Friday, November 7th, 2014 - by Walter Hudson

force-awakens-star-wars-1

The official word dropped from Walt Disney Pictures on Thursday that the title of the new Star Wars film will be The Force Awakens. It doesn’t take much chum to get Star Wars nerds chomping with speculation. So what do these three little words mean?

This marks the first time that the Force has been referenced in a film title. How significant is that? What is the Force awakening from? Has it been somehow subdued in the wake of Return of the Jedi? If so, by what, or whom?

As a fan of the original trilogy who tolerates the prequel films as canon, I have always found the prospect of Episode VII dubious. Do I want another Star Wars film, let alone the five to follow in as many years? Of course. Who doesn’t? However, as a fan, it’s difficult to see where the narrative of this saga goes after the events of Return of the Jedi.

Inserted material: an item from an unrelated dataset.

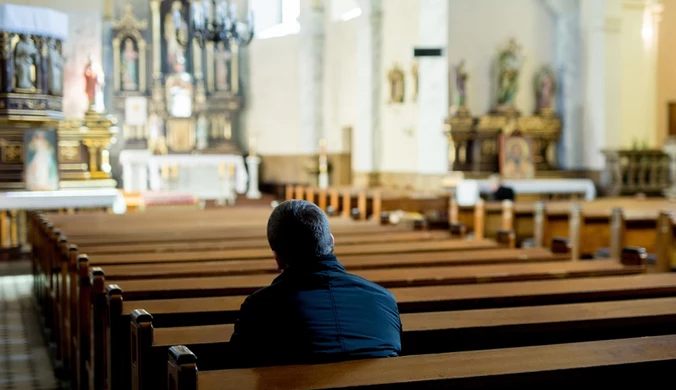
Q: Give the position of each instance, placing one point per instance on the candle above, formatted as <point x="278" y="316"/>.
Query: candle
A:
<point x="252" y="146"/>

The first six films relate the tale of Anakin Skywalker and his fulfillment of an ancient Jedi prophecy regarding the balance of the Force. Ostensibly, when Anakin emerges from the vestige of Darth Vader and destroys his Sith master at Jedi’s end, that prophecy stands fulfilled and balance has been restored.

Where do you go from there? That’s the question which haunts Disney’s effort. If, in the interest of expanding this mythology for new films, it is revealed that Anakin’s sacrifice was somehow inadequate, that will seriously undermine the gravity of his narrative and cheapen his redemption. That could be too high a price to pay for more Star Wars.

We’re probably six months out from the first trailer. Until then, these three little words will have to suffice as fodder for speculation.